If you need further assistance and are willing to invest the time, money, and effort, you may speak with a licensed therapist or relationship counselor to navigate this situation.
9. Practise gratitude
Another way to emotionally connect and prevent your boyfriend from acting weird is by practicing gratitude.
Share one thing that the other person has done that they’re grateful for.
Decide how frequently you’d like to practice this and ensure that it’s done consistently.
The aim here is to inject more care into the relationship and it will encourage you to see your partner in a positive light.
So the next time your partner is experiencing negative emotions, you’re aware that this behavior is unusual.
As a result of this, you’re also more likely to approach him with curiosity rather than anxiety.
10. Break up with your boyfriend if he continues to act weird
If you don’t feel satisfied with his answers, or your intuition is telling you that he’s hiding something, it’s worth observing how he behaves after this confrontation.
If your boyfriend continues to act weird and displays signs of infidelity, then you must end the relationship.
Not showing any genuine attempt to improve his actions or strengthen the relationship is also an indication that he’s not committed.
If he’s having second thoughts, decide what he needs from you to feel reassured. If he needs time to reevaluate his commitment, give him the space to do so.

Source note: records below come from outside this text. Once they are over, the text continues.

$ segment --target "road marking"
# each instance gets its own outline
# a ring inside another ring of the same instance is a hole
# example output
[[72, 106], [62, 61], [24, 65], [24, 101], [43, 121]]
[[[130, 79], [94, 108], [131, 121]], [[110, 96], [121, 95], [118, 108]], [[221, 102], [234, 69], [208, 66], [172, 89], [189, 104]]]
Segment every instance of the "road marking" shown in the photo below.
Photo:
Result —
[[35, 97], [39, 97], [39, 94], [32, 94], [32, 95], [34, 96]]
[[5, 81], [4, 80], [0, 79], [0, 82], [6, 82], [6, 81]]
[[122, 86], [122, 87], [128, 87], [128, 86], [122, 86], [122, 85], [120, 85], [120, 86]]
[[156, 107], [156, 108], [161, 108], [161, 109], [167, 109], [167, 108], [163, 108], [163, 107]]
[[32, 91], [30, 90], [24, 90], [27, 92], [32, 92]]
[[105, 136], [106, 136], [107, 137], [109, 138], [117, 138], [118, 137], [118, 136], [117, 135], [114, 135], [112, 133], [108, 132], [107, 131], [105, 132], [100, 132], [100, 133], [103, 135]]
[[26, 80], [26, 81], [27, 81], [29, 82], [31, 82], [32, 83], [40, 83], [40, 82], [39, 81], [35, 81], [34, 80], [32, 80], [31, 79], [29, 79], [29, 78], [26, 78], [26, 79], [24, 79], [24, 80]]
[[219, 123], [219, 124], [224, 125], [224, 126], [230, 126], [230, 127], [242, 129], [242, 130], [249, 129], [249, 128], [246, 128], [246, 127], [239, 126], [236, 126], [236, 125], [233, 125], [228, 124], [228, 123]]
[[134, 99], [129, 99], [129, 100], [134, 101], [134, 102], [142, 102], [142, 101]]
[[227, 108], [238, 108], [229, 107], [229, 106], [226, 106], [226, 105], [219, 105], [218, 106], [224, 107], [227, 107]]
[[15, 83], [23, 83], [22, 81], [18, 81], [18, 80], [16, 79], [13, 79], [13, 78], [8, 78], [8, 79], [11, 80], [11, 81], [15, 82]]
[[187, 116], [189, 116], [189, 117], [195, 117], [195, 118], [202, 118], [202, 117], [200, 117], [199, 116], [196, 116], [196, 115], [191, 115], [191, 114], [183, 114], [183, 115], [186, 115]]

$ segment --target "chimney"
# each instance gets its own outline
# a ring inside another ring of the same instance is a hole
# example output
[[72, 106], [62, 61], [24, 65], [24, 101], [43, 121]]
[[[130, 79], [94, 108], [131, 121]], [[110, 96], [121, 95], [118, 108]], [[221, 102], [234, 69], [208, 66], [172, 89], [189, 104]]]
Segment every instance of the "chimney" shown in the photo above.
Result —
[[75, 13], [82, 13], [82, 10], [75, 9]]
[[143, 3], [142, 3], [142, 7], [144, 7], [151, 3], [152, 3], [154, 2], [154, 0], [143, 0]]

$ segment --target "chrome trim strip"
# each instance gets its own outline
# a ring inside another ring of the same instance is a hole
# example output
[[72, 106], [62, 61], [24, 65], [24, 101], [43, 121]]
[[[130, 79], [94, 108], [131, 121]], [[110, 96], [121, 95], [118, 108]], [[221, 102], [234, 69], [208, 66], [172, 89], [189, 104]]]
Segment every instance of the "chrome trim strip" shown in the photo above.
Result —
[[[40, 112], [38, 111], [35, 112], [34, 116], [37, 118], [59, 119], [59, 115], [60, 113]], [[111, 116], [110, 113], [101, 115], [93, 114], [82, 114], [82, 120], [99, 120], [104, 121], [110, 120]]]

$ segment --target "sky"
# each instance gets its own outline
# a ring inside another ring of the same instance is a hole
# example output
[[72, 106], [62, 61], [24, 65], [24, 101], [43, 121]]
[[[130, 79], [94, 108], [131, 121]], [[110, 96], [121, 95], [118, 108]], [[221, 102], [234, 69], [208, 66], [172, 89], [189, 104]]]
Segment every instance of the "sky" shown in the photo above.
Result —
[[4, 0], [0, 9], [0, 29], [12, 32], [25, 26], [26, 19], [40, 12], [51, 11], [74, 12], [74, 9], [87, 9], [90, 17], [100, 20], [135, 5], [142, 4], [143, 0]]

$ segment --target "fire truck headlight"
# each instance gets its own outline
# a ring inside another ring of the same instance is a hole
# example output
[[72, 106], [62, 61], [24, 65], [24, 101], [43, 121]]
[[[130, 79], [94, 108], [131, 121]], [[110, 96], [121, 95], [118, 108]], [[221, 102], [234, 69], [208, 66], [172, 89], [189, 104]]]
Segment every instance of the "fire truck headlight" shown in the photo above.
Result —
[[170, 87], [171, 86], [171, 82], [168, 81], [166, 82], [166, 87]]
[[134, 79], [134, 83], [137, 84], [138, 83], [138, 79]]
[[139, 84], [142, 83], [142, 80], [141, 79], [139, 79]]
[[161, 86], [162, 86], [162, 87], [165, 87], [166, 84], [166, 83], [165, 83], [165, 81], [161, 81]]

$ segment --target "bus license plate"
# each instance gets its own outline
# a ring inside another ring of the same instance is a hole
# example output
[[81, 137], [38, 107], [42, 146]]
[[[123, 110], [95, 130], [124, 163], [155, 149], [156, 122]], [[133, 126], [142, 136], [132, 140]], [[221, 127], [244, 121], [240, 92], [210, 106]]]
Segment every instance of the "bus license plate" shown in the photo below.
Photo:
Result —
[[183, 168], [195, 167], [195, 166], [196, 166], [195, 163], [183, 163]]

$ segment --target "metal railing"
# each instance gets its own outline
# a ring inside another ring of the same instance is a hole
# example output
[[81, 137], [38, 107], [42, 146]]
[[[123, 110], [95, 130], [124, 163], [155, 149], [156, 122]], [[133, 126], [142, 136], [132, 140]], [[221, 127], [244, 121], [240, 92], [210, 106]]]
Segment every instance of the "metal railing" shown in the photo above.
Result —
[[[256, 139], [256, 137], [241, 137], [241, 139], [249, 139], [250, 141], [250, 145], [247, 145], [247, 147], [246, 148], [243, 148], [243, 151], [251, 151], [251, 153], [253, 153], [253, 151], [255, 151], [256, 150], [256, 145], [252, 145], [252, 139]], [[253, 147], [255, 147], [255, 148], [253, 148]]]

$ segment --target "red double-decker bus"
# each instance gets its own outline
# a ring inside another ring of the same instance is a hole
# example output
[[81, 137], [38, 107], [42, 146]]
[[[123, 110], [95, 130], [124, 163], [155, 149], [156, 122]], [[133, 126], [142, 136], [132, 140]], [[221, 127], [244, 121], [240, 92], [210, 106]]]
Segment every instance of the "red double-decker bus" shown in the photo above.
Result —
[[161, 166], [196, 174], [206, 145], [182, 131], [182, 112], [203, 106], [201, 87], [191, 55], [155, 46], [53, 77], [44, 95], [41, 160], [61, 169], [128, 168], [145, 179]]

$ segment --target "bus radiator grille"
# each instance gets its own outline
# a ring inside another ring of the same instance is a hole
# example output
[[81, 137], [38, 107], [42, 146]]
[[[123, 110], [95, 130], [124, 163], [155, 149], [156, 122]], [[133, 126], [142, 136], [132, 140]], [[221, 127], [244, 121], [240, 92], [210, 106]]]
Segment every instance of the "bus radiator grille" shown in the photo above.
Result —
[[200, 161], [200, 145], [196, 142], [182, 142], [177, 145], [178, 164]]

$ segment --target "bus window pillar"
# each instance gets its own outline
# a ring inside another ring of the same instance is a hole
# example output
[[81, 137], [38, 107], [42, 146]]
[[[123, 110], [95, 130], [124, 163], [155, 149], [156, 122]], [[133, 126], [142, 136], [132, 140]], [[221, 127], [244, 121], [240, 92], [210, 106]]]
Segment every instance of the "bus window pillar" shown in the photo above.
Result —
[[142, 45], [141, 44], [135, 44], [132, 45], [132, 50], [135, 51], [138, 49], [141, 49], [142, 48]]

However, be clear when he must tell you his decision: to stay or leave. Be mentally prepared for the possibility that he will choose the latter and that you have to accept his decision.
If he’s still unsure by the assigned date, take it as a sign that he’s not interested enough to be in this relationship and that you should end things with him.
You deserve to be with someone who confidently wants to be with you and who’s willing to put in the consistent effort to grow with you in this partnership.
Frequently Asked Questions
Why is my boyfriend acting different all of a sudden?
He may be stressed about things in other areas of his life, like work or family, that are occupying his mind. Your boyfriend might need time to reconsider his commitment towards this relationship or his mind is preoccupied with friend or family woes.
Why is he acting cold all of a sudden?
They’ll usually act cold when they are uncertain of their feelings or yours. Don’t be disheartened when you notice a sudden change in his disposition. Reassure him of your love so that he’ll feel more open to trust you.
Else, you might need to reassess this relationship if it’s not reciprocated.
Conclusion
I know the idea of your boyfriend acting weird can conjure up some unpleasant feelings. However, I’m here to remind you that your thoughts are separate from your reality.
So take a step back, reflect on why you think your boyfriend is acting weird, and then have an open and honest discussion about it.
Having the conversation should give more clarity towards his behavior and help you decide how to proceed from there. All the best!